The Commission have been running a consultation for several months to inform a possible revision of the Data Protection Directive (95/46/EC), which is now fifteen years old and starting to creak under the strain of new ways of doing business. I’ve sent in a JANET(UK) response raising issues we’ve tripped over in developing the UK Access Management Federation and, particularly, in trying to do international authentication and authorisation in a privacy-protecting way. Unfortunately the current law (developed long before there was public awareness of the Internet) at best treats such technologies the same as old-fashioned (and privacy-invasive) individually named accounts, and at worst raises sufficient legal uncertainty that organisations wanting an easy compliance life might actually be put off using them.
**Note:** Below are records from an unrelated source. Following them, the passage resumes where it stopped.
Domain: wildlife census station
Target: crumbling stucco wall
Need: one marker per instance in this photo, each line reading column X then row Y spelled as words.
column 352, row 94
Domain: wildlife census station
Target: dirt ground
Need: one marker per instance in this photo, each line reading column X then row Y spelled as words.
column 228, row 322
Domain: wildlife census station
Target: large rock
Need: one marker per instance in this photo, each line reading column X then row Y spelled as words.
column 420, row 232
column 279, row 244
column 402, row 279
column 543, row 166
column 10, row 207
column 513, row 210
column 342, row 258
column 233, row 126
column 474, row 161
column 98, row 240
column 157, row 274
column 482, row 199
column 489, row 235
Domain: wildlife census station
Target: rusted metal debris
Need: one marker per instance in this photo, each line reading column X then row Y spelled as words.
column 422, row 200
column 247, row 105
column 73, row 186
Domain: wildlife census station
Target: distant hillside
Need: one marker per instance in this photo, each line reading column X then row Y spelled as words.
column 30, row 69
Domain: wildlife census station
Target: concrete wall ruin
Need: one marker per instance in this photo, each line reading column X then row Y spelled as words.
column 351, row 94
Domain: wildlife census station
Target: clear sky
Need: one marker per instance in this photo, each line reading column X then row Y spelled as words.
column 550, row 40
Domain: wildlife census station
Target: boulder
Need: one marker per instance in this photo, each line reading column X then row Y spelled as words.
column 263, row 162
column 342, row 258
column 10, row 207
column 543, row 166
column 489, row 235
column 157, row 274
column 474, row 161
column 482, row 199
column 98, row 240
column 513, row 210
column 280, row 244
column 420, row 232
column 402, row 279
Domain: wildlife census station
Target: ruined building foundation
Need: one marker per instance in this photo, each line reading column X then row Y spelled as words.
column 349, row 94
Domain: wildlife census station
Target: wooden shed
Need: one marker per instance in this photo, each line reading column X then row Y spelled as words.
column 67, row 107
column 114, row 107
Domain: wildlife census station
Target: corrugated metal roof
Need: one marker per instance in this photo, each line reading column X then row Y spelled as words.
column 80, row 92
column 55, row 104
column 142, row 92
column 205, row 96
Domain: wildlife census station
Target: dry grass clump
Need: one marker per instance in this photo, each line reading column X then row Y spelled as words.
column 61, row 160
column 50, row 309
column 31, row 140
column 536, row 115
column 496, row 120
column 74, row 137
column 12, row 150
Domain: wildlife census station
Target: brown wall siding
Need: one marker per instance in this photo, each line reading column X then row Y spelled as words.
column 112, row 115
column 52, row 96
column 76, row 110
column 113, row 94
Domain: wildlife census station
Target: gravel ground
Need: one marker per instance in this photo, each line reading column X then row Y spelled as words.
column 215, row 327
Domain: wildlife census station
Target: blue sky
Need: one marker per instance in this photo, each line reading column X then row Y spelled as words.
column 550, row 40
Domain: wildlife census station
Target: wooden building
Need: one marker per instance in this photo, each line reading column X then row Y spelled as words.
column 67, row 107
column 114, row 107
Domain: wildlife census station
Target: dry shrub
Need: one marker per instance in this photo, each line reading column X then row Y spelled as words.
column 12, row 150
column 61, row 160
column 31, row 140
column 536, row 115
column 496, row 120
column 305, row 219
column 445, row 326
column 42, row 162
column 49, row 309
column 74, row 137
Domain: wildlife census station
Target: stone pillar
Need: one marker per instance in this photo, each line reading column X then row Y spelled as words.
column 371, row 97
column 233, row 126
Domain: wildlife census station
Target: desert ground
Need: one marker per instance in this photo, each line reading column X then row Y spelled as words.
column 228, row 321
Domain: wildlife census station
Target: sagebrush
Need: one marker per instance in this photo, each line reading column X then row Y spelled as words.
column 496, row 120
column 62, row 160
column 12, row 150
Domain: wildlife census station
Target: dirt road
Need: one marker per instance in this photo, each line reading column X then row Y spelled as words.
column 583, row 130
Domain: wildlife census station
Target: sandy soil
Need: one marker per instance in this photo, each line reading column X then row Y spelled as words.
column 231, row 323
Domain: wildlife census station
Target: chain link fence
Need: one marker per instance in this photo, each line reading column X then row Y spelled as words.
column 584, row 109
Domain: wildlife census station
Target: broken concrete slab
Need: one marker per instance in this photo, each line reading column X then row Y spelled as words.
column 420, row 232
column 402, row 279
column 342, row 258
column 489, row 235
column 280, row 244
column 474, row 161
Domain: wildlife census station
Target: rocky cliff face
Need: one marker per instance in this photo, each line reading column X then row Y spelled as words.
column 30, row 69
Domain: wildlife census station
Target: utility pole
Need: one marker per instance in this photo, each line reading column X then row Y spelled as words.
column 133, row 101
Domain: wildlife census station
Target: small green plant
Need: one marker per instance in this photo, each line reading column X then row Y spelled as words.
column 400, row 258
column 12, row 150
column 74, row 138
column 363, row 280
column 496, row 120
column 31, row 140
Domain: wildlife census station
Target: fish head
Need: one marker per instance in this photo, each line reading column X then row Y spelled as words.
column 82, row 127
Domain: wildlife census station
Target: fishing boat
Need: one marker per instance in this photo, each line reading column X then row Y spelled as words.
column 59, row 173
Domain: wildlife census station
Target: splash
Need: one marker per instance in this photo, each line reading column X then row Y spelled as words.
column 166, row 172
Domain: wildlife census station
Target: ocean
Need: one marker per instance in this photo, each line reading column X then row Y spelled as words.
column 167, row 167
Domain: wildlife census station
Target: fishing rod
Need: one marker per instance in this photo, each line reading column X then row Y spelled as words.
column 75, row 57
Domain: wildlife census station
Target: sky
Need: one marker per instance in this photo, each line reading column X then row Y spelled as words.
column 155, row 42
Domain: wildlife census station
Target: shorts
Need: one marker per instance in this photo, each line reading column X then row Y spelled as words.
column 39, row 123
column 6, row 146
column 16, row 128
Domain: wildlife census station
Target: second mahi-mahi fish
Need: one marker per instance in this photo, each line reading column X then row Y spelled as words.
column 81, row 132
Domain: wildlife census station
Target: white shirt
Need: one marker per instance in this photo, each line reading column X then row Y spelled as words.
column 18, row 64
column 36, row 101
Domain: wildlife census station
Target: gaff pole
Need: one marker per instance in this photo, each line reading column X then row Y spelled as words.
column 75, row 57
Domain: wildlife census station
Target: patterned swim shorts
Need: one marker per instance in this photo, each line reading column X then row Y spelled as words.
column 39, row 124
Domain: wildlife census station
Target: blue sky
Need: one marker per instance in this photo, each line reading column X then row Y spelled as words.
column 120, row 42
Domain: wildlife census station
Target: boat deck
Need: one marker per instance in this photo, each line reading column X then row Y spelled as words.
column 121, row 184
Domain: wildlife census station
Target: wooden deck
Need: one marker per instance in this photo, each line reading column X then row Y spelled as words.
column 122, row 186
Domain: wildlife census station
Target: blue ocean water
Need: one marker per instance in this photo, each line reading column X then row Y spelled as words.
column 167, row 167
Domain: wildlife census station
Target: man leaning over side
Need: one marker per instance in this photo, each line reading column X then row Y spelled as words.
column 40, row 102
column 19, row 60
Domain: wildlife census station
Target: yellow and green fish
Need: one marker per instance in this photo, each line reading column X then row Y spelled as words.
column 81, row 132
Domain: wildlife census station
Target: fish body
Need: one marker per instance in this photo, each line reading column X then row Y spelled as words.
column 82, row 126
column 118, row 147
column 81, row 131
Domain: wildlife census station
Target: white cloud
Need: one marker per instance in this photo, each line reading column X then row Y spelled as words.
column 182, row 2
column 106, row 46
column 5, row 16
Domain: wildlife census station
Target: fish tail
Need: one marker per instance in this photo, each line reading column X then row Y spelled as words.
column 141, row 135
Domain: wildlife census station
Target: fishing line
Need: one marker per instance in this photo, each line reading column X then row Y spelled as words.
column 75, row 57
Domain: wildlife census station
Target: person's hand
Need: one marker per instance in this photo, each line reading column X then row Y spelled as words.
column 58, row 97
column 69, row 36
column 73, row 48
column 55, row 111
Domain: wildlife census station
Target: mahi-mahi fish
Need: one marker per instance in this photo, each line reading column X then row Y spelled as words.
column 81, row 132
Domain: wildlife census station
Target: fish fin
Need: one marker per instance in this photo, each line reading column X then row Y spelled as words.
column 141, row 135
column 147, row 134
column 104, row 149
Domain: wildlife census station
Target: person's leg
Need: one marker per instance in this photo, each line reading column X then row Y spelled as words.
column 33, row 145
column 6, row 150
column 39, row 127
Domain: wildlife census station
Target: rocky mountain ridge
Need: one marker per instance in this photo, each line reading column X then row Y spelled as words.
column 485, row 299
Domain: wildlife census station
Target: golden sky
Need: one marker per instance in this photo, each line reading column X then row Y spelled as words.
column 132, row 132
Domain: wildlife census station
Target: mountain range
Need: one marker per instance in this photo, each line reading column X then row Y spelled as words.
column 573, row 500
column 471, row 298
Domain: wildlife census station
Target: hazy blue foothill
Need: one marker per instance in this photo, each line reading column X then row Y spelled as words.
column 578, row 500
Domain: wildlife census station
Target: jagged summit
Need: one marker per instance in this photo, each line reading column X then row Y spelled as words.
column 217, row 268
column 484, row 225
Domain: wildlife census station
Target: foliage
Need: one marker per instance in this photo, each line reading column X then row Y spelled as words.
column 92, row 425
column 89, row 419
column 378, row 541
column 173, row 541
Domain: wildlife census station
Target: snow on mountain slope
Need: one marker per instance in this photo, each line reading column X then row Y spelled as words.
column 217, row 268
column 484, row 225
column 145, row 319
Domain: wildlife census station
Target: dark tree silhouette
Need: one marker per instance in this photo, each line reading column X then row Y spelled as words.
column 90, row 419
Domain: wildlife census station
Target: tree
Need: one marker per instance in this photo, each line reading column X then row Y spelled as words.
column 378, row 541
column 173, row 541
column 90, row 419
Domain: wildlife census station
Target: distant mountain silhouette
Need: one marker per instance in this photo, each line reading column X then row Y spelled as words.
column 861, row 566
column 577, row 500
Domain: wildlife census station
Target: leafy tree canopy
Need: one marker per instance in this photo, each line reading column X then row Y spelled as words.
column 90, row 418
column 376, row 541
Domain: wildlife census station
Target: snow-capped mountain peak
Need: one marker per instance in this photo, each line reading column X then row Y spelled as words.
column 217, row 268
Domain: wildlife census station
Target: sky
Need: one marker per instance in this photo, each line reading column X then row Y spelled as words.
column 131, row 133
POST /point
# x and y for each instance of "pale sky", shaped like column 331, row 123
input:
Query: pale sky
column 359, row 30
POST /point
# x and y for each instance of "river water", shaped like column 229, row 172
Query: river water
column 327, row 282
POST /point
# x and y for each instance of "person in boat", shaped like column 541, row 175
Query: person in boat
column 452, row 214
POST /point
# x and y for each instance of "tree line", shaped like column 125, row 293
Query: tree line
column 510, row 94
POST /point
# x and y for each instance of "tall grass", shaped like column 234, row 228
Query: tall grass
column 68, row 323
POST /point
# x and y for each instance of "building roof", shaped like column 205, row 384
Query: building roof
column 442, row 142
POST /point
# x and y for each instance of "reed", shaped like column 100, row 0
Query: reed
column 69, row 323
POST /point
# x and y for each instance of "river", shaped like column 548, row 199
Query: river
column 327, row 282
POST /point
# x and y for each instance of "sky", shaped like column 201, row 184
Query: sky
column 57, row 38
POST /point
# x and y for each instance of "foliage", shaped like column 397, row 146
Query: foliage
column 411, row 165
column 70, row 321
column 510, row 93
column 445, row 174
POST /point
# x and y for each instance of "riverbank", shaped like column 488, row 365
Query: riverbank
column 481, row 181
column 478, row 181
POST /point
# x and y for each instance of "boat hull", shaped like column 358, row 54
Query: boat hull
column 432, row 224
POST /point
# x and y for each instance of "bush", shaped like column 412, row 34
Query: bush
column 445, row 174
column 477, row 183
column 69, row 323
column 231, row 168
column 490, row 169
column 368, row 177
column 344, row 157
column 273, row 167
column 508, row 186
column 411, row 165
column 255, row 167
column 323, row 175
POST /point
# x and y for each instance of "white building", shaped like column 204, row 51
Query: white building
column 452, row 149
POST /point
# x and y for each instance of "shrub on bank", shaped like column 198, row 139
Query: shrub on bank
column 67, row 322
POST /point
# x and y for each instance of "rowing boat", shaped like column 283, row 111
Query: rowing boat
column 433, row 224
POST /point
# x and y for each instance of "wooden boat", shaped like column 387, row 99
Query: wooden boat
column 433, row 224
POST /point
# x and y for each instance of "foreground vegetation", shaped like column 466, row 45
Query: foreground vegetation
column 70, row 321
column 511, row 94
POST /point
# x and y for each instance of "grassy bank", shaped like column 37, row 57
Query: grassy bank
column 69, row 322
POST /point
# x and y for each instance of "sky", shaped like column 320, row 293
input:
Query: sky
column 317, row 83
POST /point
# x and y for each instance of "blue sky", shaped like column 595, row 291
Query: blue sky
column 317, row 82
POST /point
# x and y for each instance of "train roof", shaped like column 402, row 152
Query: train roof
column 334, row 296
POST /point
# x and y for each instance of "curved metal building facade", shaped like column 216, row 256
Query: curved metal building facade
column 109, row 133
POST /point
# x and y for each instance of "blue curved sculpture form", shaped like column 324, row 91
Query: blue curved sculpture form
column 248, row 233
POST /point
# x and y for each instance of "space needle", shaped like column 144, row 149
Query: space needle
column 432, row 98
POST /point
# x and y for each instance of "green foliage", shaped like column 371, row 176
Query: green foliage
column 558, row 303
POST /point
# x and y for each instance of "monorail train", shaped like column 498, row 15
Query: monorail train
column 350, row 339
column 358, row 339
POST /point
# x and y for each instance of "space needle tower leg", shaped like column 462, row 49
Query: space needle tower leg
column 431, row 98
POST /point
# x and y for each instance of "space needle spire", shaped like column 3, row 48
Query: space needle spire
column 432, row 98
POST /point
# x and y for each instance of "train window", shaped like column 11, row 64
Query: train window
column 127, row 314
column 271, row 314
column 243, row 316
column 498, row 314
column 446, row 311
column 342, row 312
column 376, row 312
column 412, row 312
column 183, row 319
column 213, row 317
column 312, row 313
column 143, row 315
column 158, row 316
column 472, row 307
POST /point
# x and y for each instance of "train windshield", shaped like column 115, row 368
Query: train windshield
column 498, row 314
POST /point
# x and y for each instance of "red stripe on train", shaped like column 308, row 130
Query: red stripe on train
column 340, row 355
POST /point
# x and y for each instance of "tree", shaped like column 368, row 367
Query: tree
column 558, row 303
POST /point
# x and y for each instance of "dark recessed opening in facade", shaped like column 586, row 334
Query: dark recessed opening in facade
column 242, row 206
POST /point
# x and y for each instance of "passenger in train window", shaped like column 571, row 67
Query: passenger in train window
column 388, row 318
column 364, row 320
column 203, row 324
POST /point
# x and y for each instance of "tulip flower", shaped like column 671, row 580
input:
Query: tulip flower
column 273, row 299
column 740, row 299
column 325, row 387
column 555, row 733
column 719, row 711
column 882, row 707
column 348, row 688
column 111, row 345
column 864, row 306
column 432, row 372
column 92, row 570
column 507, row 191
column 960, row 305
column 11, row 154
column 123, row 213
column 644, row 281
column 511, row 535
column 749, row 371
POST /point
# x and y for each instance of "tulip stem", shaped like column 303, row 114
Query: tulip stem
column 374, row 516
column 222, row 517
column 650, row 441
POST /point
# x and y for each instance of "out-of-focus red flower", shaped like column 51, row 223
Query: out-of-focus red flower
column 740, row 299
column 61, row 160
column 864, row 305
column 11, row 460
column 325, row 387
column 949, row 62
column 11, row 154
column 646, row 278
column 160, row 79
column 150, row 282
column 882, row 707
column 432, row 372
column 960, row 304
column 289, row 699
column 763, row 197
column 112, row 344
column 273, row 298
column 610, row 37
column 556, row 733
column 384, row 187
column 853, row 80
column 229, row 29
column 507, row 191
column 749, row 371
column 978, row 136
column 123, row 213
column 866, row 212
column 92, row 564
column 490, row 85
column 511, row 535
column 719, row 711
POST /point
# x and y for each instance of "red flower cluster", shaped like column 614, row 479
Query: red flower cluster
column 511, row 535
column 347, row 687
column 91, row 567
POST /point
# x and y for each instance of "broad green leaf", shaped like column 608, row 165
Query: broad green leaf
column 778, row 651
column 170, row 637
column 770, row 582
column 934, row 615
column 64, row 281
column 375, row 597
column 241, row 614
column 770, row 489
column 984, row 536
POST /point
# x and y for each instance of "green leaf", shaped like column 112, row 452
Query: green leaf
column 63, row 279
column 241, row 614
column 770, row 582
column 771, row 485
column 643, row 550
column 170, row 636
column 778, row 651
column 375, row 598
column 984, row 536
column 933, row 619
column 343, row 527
In the past I’ve tried to extract good practice for federated access management from the current law for the UK federation and for TERENA, but in both those documents there remain significant legal uncertainties. The three issues I’ve highlighted to the Commission actually have much wider application than just federated access management. Search engines, behavioural advertising and cloud computing all raise the same questions:
- Is something like an IP address or pseudonymous label personal data just because you can recognise me when I return, or only if you can link it to my real world identity? (I’m trying to refer to this as recognition versus identification, and to point out that there are different answers within the same EC guidance document!);
- If a label is personal data in my hands (e.g. an IP address held by an ISP that issued it to a particular customer), then is it doomed to be personal data forever, or can someone who has the label but not the linking information treat it as non-personal data? (UK law says the latter, but EC appears to say the former. And two courts in Berlin and Munich chose differently when asked this question!);
- Can compliance be based on risk, rather than the current binary choices of “personal data/non-personal data” and “compliant country/non-compliant country”? (which could make working with the US a lot easier and no less safe).
There are significant differences in what laws and guidance have to say about these questions even between different European countries, which rather makes my point that greater clarity is needed in the Directive that they all claim to be implementing. The good news is that the UK Information Commissioner has recognised the problems and is suggesting a pragmatic approach in his recent draft guide to personal data on line (that consultation is open till March 5th, so please contribute) though he is obviously constrained by the letter of current legislation. It would be nice to think that one day the Directive and UK law might catch up and support the right ways of doing things.